Almost 15 months after Fresno County auctioned off its old University Medical Center property in southeast Fresno, the sale of the nearly 70-year-old hospital is poised to be finalized this month.

The county’s Board of Supervisors voted Tuesday to approve changes to its sale agreement with developer Sevak Khatchadourian that takes $700,000 off of the $6 million price as a credit in lieu of extensive repairs of flooding and electrical damage caused by copper thieves in December 2023.

The amended sale agreement is expected to allow escrow to close on the sale on or around Jan. 18, according to a staff report submitted to the supervisors.

In October 2023, Khatchadourian was the only bidder for the county-owned, 30-acre site at the northeast corner of Cesar Chavez Boulevard (formerly Kings Canyon Road) and Cedar Avenue. Khatchadourian’s bid of $6 million was unanimously accepted by the Board of Supervisors at that time.

But as negotiations over the terms of the sale were going on, copper thieves struck the vacant buildings, causing flooding and damaging electrical systems that county officials anticipated would cost $1 million or more to repair — a cost to be borne by the county as the property had not officially changed hands.

The discounts allowed for the damage will bring Khatchadourian’s cost down to $5.3 million. Khatchadourian told The Bee in a text Tuesday that his understanding that the delay in closing the sale was because the county was seeking clearances from the state.

Khatchadourian, whose business is based in Los Angeles, has invested in buying and renovating a number of properties in the heart of downtown Fresno, including the Pacific Southwest Building and the Helm Building, both on Fulton Street, and the former Radisson Hotel on Van Ness Avenue. In October 2023, after his bid for the former UMC campus was accepted by county supervisors, Khatchadourian said the site “has a lot of potential.”
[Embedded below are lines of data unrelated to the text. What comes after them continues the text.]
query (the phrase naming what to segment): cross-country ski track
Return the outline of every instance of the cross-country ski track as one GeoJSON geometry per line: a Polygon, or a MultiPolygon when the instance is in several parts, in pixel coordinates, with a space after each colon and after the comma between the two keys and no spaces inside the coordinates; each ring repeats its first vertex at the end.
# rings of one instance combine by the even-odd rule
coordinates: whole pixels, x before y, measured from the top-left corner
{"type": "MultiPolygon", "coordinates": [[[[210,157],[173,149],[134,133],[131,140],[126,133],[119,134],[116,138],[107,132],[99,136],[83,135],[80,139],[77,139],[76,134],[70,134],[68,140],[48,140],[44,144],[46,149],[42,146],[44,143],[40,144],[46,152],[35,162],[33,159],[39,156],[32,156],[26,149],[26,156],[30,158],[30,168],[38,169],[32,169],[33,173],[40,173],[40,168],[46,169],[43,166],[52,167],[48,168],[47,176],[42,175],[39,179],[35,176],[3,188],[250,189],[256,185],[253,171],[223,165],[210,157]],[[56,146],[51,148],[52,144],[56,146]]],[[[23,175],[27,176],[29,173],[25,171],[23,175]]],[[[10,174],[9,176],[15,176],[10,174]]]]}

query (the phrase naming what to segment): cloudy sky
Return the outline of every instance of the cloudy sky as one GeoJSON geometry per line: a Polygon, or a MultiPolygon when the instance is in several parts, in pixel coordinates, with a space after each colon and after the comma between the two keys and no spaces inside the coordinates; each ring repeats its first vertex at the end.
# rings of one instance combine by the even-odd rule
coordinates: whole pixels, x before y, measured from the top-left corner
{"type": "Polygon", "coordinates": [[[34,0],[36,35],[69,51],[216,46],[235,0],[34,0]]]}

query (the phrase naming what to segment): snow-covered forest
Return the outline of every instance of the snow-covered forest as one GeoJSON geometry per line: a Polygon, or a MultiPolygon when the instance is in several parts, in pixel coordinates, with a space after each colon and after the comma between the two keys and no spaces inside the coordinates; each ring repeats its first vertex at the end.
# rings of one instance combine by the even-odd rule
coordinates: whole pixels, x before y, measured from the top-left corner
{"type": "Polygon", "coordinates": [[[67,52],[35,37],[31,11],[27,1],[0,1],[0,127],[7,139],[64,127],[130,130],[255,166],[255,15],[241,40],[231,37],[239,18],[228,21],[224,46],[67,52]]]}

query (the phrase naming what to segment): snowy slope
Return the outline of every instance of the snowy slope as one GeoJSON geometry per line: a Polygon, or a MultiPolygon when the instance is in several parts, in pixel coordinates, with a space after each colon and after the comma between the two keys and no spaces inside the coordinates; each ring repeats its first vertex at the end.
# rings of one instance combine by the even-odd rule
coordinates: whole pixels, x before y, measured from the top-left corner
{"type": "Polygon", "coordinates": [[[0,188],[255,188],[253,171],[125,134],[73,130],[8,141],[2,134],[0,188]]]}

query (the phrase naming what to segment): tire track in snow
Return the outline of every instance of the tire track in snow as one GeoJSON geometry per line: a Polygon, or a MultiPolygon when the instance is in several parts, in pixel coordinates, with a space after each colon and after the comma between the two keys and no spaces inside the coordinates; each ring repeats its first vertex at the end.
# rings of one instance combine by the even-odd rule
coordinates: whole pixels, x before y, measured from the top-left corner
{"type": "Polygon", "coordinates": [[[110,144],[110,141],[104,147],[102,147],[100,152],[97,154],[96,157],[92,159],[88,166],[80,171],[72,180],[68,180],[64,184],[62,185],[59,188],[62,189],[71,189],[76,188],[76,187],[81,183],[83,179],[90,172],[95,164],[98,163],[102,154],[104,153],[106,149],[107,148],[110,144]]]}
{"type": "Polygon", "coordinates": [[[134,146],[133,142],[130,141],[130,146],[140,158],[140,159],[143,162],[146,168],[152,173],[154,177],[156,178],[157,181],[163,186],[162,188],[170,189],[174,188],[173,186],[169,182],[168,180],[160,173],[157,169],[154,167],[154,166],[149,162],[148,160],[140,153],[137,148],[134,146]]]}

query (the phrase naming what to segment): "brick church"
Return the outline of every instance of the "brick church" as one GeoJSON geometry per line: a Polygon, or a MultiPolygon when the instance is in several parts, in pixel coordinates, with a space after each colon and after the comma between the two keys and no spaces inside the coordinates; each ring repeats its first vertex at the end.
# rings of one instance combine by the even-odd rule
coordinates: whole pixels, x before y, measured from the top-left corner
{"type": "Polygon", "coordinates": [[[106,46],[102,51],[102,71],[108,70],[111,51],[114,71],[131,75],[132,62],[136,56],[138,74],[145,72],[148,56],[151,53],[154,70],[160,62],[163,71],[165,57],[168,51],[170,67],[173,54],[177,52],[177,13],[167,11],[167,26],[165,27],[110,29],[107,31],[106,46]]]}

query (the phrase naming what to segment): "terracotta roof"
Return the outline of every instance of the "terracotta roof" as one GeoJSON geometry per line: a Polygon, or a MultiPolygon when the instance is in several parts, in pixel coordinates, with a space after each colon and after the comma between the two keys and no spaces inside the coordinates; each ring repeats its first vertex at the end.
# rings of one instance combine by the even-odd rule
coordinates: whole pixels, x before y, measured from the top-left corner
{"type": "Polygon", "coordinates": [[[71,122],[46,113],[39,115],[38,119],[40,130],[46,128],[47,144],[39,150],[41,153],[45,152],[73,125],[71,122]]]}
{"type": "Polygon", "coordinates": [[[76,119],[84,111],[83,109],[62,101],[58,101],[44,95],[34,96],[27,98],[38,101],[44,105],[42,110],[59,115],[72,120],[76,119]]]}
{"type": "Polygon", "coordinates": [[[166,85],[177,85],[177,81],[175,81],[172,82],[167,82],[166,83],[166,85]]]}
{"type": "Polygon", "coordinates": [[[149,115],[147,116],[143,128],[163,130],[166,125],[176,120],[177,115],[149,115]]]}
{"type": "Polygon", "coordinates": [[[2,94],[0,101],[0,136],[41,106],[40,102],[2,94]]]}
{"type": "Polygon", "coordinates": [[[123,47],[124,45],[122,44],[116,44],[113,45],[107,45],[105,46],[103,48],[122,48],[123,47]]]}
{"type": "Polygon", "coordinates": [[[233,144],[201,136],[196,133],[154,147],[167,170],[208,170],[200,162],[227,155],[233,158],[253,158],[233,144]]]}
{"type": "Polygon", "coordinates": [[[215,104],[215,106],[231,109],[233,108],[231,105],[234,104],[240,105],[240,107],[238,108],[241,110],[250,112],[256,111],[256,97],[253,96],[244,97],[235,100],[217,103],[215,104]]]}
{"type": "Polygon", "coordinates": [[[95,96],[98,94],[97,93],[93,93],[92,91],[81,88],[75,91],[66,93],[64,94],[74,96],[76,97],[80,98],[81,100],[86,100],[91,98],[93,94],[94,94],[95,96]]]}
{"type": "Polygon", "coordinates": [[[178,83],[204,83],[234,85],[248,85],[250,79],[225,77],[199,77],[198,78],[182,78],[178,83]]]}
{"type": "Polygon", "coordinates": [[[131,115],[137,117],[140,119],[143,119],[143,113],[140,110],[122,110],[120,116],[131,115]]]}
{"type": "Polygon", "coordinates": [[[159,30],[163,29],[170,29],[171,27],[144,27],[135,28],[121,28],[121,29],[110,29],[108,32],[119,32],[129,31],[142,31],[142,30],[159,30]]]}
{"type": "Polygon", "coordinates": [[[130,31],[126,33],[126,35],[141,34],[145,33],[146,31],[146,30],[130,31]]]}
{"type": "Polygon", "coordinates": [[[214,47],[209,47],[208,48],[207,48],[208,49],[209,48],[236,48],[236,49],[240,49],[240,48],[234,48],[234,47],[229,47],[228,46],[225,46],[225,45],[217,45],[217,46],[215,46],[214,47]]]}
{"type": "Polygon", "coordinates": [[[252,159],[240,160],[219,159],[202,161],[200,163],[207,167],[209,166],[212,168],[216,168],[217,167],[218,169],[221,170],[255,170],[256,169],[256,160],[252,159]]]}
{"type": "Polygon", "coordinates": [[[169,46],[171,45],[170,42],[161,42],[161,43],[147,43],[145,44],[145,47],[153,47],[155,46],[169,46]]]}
Of his plans for the property, Khatchadourian told The Bee in 2023 that “it’s going to be a mixture of things.”

“Hopefully a lot of the existing structures we will keep. I think they are beautiful buildings,” he said. “I’m willing and ready to work with the community. I think it’s a great, forgotten asset. It has a bright future.”

On Tuesday, Khatchadourian did not offer any additional specifics. “It’s a large property,” he said. “It will take time to plan it.”

Fresno County had been trying to unload the property since at least 2019, and several would-be sale attempts fell through over recent years.

As part of the agreement approved Tuesday, the property will be divided into four separate parcels, three of which will be transferred to Khatchadourian. The county will retain ownership of a small portion of the site where some operations of the Department of Behavioral Health and Department of Social Services are currently housed.

History of the hospital site

Once escrow on Khatchadourian’s purchase of the property is finalized, the county’s ownership of the property will draw to a close. A hospital has been on the site for more than 135 years.

A 75-bed hospital was built there in 1889 to replace an 1870s-era facility at Mariposa and R streets. The 1889 incarnation was destroyed by fire in 1900, and a new hospital on the site was completed in 1904 at a cost of $24,000, The Fresno Bee reported in 1996.

The current facility includes a pair of six-story hospital towers connected by a four-story wing, plus smaller buildings on the site. The north tower was built in 1955, and the south tower was constructed four years later, according to Fresno Bee archives. What was originally known as Fresno County General Hospital was renamed Valley Medical Center in 1970.

The last major addition to the primary hospital buildings was the wing linking the two towers in 1978. The emergency room and outpatient clinic were also enlarged at that time

A 1996 merger transferred the hospital’s operation to Community Hospitals of Central California and freed Fresno County from the business of running a hospital. The name was changed to University Medical Center.

The facility closed as a hospital in 2007, when Community shifted what was left of the medical functions to the Community Regional Medical Center in downtown Fresno.